Phathom Pharmaceuticals to Present New Data at ACG 2021 Annual Scientific Meeting

FLORHAM PARK, N.J., Oct. 21, 2021 (GLOBE NEWSWIRE) — Phathom Pharmaceuticals, Inc. (Nasdaq: PHAT), a late clinical-stage biopharmaceutical company focused on developing and commercializing novel treatments for gastrointestinal diseases, announced today that data for vonoprazan, an investigational potassium competitive acid blocker (P-CAB) in late clinical-stage development for the treatment of gastric acid-related disorders, will be presented at the ACG 2021 Annual Scientific Meeting in Las Vegas, Nevada, organized by the American College of Gastroenterology, October 22-27.  

During the scientific congress, new data on vonoprazan will be shared in addition to novel insights into the burden of acid-related diseases, analysis of treatment patterns, and other newfound developments.

“Phathom is committed to its mission as we seek to change the landscape for acid-related diseases,” said Eckhard Leifke, M.D., Chief Medical Officer of Phathom. “We’ve conducted extensive research specifically on H. pylori and erosive esophagitis and look forward to sharing our data as well as updates on the disease burden for patients and providers with the GI community at the ACG 2021 Annual Scientific Meeting.”
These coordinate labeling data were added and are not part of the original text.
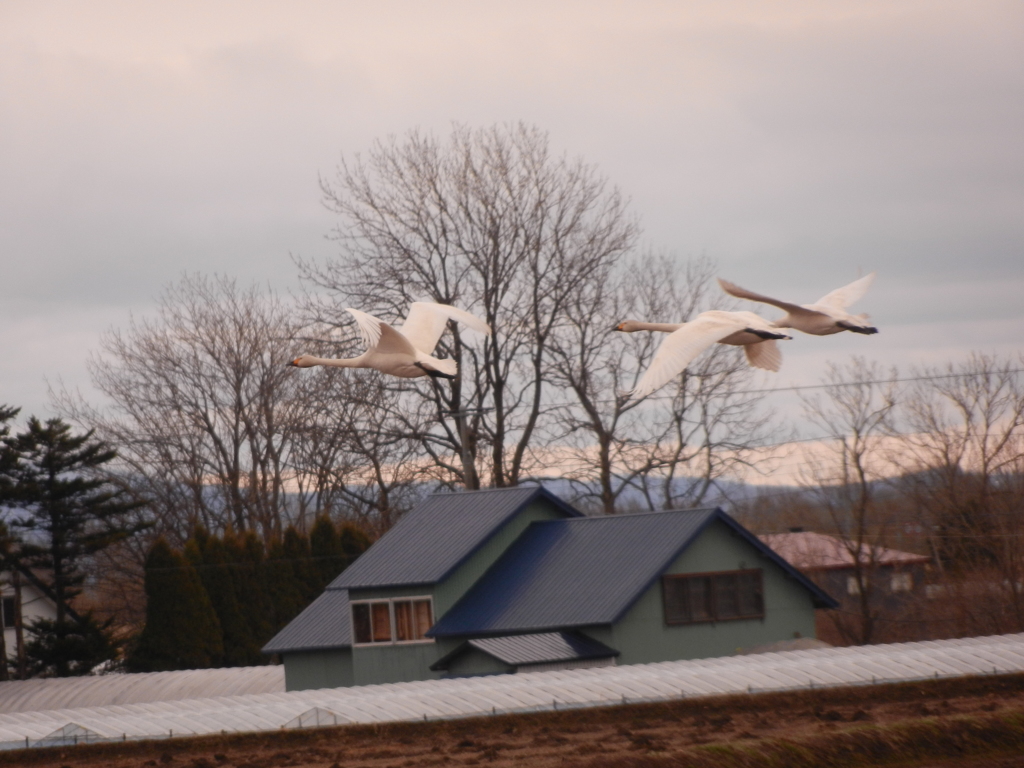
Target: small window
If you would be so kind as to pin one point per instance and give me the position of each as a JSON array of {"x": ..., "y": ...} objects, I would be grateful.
[
  {"x": 713, "y": 597},
  {"x": 391, "y": 621},
  {"x": 901, "y": 583}
]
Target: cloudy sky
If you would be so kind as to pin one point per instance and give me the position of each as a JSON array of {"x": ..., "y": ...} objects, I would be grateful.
[{"x": 800, "y": 143}]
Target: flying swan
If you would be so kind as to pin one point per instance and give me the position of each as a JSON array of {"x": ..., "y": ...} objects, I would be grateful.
[
  {"x": 407, "y": 351},
  {"x": 686, "y": 340},
  {"x": 826, "y": 315}
]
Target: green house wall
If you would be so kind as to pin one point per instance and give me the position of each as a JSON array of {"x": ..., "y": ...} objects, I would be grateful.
[
  {"x": 642, "y": 636},
  {"x": 318, "y": 669}
]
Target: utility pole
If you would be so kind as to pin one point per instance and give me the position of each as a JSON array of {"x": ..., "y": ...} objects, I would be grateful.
[{"x": 18, "y": 629}]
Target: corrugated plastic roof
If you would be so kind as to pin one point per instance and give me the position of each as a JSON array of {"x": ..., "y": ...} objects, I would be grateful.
[
  {"x": 584, "y": 571},
  {"x": 51, "y": 693},
  {"x": 534, "y": 691},
  {"x": 540, "y": 648},
  {"x": 576, "y": 572},
  {"x": 437, "y": 536},
  {"x": 324, "y": 624}
]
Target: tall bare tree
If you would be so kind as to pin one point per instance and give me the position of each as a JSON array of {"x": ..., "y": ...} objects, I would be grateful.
[
  {"x": 856, "y": 409},
  {"x": 963, "y": 471},
  {"x": 487, "y": 220},
  {"x": 667, "y": 451}
]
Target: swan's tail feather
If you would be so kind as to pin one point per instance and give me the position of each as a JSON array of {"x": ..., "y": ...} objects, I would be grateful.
[{"x": 445, "y": 368}]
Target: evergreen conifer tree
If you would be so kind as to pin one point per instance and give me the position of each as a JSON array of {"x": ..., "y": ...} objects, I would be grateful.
[
  {"x": 327, "y": 550},
  {"x": 181, "y": 629},
  {"x": 353, "y": 542},
  {"x": 248, "y": 557},
  {"x": 67, "y": 511},
  {"x": 290, "y": 581},
  {"x": 208, "y": 555}
]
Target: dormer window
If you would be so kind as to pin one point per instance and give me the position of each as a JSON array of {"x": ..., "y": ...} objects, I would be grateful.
[{"x": 388, "y": 622}]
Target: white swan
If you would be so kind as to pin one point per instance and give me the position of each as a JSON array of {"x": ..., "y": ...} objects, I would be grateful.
[
  {"x": 686, "y": 340},
  {"x": 824, "y": 316},
  {"x": 408, "y": 351}
]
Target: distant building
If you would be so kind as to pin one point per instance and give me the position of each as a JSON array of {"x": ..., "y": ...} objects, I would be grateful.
[
  {"x": 30, "y": 604},
  {"x": 515, "y": 580},
  {"x": 896, "y": 579}
]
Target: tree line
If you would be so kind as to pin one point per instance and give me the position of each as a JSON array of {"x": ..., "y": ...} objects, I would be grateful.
[
  {"x": 220, "y": 598},
  {"x": 932, "y": 463}
]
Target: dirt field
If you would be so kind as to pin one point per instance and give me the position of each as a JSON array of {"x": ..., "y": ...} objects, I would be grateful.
[{"x": 941, "y": 724}]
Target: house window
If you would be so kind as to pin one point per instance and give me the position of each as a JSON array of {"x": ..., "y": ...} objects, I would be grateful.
[
  {"x": 8, "y": 612},
  {"x": 402, "y": 621},
  {"x": 713, "y": 597},
  {"x": 901, "y": 583}
]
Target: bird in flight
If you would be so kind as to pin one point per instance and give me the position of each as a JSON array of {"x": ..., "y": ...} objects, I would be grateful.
[
  {"x": 686, "y": 340},
  {"x": 408, "y": 350},
  {"x": 826, "y": 315}
]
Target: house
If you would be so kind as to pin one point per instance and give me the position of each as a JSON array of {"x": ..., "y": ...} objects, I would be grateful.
[
  {"x": 515, "y": 580},
  {"x": 896, "y": 580},
  {"x": 20, "y": 598}
]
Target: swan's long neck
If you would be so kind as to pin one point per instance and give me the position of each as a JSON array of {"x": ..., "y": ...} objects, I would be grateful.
[{"x": 663, "y": 327}]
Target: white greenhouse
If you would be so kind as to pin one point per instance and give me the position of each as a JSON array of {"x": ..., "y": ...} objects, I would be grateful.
[{"x": 123, "y": 718}]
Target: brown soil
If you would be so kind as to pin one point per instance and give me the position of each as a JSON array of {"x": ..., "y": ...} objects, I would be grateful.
[{"x": 940, "y": 724}]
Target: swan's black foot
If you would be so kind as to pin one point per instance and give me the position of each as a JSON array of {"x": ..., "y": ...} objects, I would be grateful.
[
  {"x": 866, "y": 330},
  {"x": 433, "y": 374}
]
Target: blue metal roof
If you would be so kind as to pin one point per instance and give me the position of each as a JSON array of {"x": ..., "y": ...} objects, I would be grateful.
[
  {"x": 325, "y": 624},
  {"x": 584, "y": 571},
  {"x": 520, "y": 649},
  {"x": 439, "y": 535}
]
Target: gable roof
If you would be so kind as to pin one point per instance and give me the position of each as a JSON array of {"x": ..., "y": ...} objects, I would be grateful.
[
  {"x": 586, "y": 571},
  {"x": 811, "y": 551},
  {"x": 324, "y": 624},
  {"x": 523, "y": 649},
  {"x": 438, "y": 536}
]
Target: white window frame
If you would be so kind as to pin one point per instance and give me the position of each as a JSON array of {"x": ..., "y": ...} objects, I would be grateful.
[{"x": 390, "y": 612}]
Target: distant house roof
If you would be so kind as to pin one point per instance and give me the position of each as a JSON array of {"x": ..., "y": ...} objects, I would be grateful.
[
  {"x": 543, "y": 648},
  {"x": 585, "y": 571},
  {"x": 810, "y": 551},
  {"x": 325, "y": 624},
  {"x": 439, "y": 535}
]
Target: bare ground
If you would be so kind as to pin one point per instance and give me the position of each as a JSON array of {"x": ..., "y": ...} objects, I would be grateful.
[{"x": 935, "y": 724}]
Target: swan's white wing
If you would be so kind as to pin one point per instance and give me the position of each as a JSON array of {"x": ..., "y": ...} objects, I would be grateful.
[
  {"x": 765, "y": 354},
  {"x": 370, "y": 327},
  {"x": 741, "y": 293},
  {"x": 379, "y": 336},
  {"x": 682, "y": 346},
  {"x": 843, "y": 297},
  {"x": 426, "y": 323}
]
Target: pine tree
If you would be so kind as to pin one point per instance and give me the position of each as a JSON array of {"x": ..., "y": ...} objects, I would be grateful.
[
  {"x": 328, "y": 553},
  {"x": 208, "y": 555},
  {"x": 67, "y": 511},
  {"x": 181, "y": 629},
  {"x": 248, "y": 557},
  {"x": 290, "y": 579}
]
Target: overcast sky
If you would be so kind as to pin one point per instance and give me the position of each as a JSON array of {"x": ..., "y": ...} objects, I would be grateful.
[{"x": 799, "y": 143}]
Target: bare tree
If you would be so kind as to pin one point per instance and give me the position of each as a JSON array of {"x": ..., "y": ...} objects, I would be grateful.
[
  {"x": 963, "y": 472},
  {"x": 489, "y": 221},
  {"x": 665, "y": 452},
  {"x": 856, "y": 410}
]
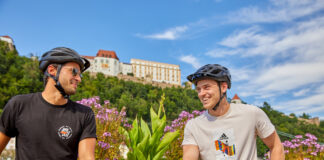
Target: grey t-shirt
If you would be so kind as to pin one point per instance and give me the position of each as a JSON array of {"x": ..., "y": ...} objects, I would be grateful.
[{"x": 230, "y": 136}]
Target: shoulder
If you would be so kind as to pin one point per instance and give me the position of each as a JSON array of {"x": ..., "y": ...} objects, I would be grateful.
[
  {"x": 244, "y": 107},
  {"x": 196, "y": 120},
  {"x": 81, "y": 108},
  {"x": 22, "y": 99}
]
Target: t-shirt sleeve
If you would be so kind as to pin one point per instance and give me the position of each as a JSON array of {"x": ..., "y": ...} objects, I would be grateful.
[
  {"x": 8, "y": 119},
  {"x": 263, "y": 124},
  {"x": 188, "y": 137},
  {"x": 89, "y": 130}
]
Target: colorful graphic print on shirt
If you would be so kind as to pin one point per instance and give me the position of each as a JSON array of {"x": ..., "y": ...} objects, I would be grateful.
[{"x": 224, "y": 141}]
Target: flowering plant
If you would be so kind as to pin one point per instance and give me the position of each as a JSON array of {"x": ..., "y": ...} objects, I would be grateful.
[
  {"x": 146, "y": 143},
  {"x": 175, "y": 149},
  {"x": 108, "y": 122},
  {"x": 301, "y": 148}
]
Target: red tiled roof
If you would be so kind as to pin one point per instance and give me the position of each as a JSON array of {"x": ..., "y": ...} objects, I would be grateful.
[
  {"x": 88, "y": 57},
  {"x": 107, "y": 54},
  {"x": 7, "y": 37},
  {"x": 236, "y": 97}
]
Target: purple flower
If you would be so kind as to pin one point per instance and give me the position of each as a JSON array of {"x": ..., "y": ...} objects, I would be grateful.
[
  {"x": 106, "y": 102},
  {"x": 299, "y": 136},
  {"x": 107, "y": 134}
]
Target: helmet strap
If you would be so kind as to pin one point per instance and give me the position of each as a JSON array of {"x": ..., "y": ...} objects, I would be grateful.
[
  {"x": 58, "y": 84},
  {"x": 220, "y": 99}
]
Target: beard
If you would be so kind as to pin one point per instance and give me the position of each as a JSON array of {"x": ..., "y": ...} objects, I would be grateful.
[{"x": 69, "y": 88}]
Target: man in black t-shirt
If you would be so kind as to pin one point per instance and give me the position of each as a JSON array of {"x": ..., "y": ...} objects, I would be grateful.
[{"x": 48, "y": 125}]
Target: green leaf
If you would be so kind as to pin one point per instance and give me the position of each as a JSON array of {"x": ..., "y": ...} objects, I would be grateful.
[
  {"x": 143, "y": 145},
  {"x": 131, "y": 156},
  {"x": 134, "y": 133},
  {"x": 156, "y": 136},
  {"x": 167, "y": 139},
  {"x": 154, "y": 120},
  {"x": 139, "y": 154},
  {"x": 123, "y": 131},
  {"x": 159, "y": 155},
  {"x": 145, "y": 128}
]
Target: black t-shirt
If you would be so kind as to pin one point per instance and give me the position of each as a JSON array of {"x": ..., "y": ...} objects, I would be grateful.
[{"x": 46, "y": 131}]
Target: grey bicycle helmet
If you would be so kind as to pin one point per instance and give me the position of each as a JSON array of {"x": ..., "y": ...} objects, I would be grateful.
[
  {"x": 214, "y": 71},
  {"x": 61, "y": 55}
]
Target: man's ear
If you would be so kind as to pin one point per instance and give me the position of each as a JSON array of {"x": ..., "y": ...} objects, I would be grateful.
[
  {"x": 51, "y": 70},
  {"x": 224, "y": 87}
]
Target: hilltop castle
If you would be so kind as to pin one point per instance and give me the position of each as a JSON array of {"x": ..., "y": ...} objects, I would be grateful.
[{"x": 107, "y": 62}]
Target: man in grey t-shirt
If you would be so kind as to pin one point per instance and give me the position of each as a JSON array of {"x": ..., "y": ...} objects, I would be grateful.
[{"x": 225, "y": 131}]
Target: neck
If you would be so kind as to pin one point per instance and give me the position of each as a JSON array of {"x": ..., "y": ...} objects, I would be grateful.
[
  {"x": 221, "y": 110},
  {"x": 52, "y": 95}
]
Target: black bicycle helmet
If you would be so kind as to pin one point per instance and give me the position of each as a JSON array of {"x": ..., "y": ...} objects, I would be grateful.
[
  {"x": 214, "y": 71},
  {"x": 61, "y": 55}
]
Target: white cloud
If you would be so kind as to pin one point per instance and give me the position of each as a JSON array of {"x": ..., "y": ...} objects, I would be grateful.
[
  {"x": 240, "y": 74},
  {"x": 278, "y": 11},
  {"x": 301, "y": 92},
  {"x": 169, "y": 34},
  {"x": 191, "y": 60},
  {"x": 289, "y": 76},
  {"x": 310, "y": 104},
  {"x": 320, "y": 89},
  {"x": 217, "y": 53}
]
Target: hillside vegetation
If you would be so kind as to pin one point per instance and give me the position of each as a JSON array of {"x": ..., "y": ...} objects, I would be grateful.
[{"x": 20, "y": 75}]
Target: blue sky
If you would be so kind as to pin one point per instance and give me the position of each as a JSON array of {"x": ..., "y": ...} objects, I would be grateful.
[{"x": 273, "y": 48}]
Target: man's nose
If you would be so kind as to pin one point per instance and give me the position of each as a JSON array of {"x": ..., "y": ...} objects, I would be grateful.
[{"x": 201, "y": 93}]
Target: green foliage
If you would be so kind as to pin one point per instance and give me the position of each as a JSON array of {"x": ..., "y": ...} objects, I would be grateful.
[
  {"x": 146, "y": 143},
  {"x": 289, "y": 125},
  {"x": 305, "y": 116},
  {"x": 18, "y": 75}
]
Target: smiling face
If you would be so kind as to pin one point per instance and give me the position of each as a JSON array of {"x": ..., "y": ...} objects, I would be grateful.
[
  {"x": 208, "y": 92},
  {"x": 70, "y": 77}
]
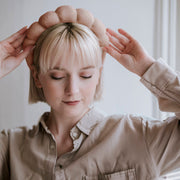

In addition to four poster sessions and one oral presentation, Phathom will sponsor a product theater highlighting unmet needs in the treatment of H. pylori and will also have a presence on the exhibit floor at booth #929 throughout the conference and virtually via RethinkGIAcid.com.

A high-level schedule of Phathom activities at the ACG 2021 Annual Scientific Meeting can be found below:

Sunday, October 24, 2021

  • Phathom Poster Session
    3:30 PM – 7:00 PM
  • Phathom Poster Session
    3:30 PM – 7:00 PM

Monday, October 25, 2021

  • Phathom Poster Session
    10:30 AM – 4:15 PM
  • Phathom Oral Session
    2:15 PM – 2:25 PM

Tuesday, October 26, 2021

  • Medscape CME symposium sponsored by Phathom
    6:00 AM – 7:00 AM
    Presenters: Drs. William D. Chey, Colin Howden, Shailja Shah
  • Phathom Poster Session
    10:30 AM – 4:15 PM
  • Product Theater sponsored by Phathom
    10:35 AM – 11:30 AM

Phathom will attend ACG 2021 having recently announced positive data from its pivotal Phase 3 PHALCON-EE trial which studied vonoprazan as a treatment option for erosive esophagitis (EE).

Two New Drug Applications (NDAs) for vonoprazan-based regimens for the treatment of H. pylori infection were submitted to the U.S. FDA in September 2021. Based on the positive PHALCON-EE trial, Phathom also plans to submit an NDA to the FDA for the healing of all grades of EE and relief of heartburn, and maintenance of healing of all grades of EE and relief of heartburn by the end of the first half of 2022.

About Vonoprazan
Vonoprazan is an investigational, oral small molecule potassium-competitive acid blocker (P-CAB). P-CABs are a novel class of medicines that block acid secretion in the stomach. Vonoprazan has shown the potential to have rapid, potent, and durable anti-secretory effects as a single agent in the treatment of gastroesophageal reflux disease (GERD) and in combination with antibiotics for the treatment of Helicobacter pylori (H. pylori) infection. The FDA has awarded qualified infectious disease product (QIDP) status and granted Fast Track designation to vonoprazan in combination with both amoxicillin and clarithromycin and with amoxicillin alone for the treatment of H. pylori infection. Phathom submitted NDAs in September 2021 to the FDA for vonoprazan-based regimens for the treatment of H. pylori infection. Phathom in-licensed the U.S., European, and Canadian rights to vonoprazan from Takeda, which completed 19 Phase 3 trials for vonoprazan and received marketing approval in Japan and numerous other countries in Asia and Latin America.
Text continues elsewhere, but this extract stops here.